In the end, on the cross, he was alone.  Just utterly and completely alone.  Everyone else, all those who promised to stay, left and he died alone.

It wasn't always that way.  There used to be crowds – not mocking crowds, not gawking crowds.  Adoring crowds, at least fascinated crowds.  They used to follow Jesus and listen to his words and marvel at his authority, his charisma.  Days earlier, just a few days earlier, when he entered Jerusalem, they greeted him like a Messiah, like their Messiah, with palm branches and shouts of joy.  They celebrated him.  But not now.  The city of his triumphal entry is also the city of his passion and death.  Some of the same people are still around – but now they are yelling out insults, making fun of this, making light of something infinitely heavy.  They are there but they are no longer with him.  He is alone.

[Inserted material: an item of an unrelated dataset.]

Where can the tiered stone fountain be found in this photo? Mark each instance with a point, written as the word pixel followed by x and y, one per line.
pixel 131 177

It wasn't always that way.  He recruited a team.  He was their rabbi, their teacher, and they were his disciples, but also, he thought, his friends.  “No one has greater love than this, to lay down one's life for one's friends.”  He said that – to them.  He lived that for them.  And they left.  When the crowds became hostile, when things got tough, they left.  They left him alone – to face the passion, to face the cross, to face the mockery, to face execution.  They left him hanging; they left him to die alone.

It wasn't always that way.  When he first called them, they left everything.  Laid down their nets and just walked away – to be with him, to be with Jesus.  Until he really needed them.  In the garden, in his most desperate hour, in a cruelly ironic twist, the last follower to abandon Jesus leaves everything to get away.  After his disciples flee, one man remains, a mysterious young man, in the garden.  He runs away naked – a soldier left holding the young man's linen robe.  Whatever it takes to get away, to get away from Jesus, to leave him alone.

It doesn't make it less painful, but he knew it would happen.  He predicted it: All of you will have your faith shaken; strike the shepherd, and the sheep will be dispersed, he said.  They denied it of course; the disciples argued with him but he knew, he knew they would leave. 

He knew it would happen.  He predicted it: one of you will betray me, one who is eating with me, he said.  They denied it; but he knew, he knew one of his own, his friends, one with whom he shared his Last Supper, would betray him. 

Judas gets the bad wrap, but everybody left.  Judas gets the bad wrap, but everyone betrayed him, everyone left him, everyone abandoned him.

Everyone.  The crowds left.  The disciples left.  And finally God left.  With his final anguished words, Jesus cries out from the loneliness of the cross: My God, my God, why have you forsaken me?        

Pain so complete that it is incomprehensible.  The loneliness cut much deeper than the thorns of his crown ever could.  Everyone left and he died alone. 

This man of sorrows bears your sins.  And he bears your hurt.  But also he bears your loneliness; he bears that pain too.  He carried it to his cross.  And there he stretched out his arms – an invitation – ready to embrace us: the sinners, the hurting, and the lonely.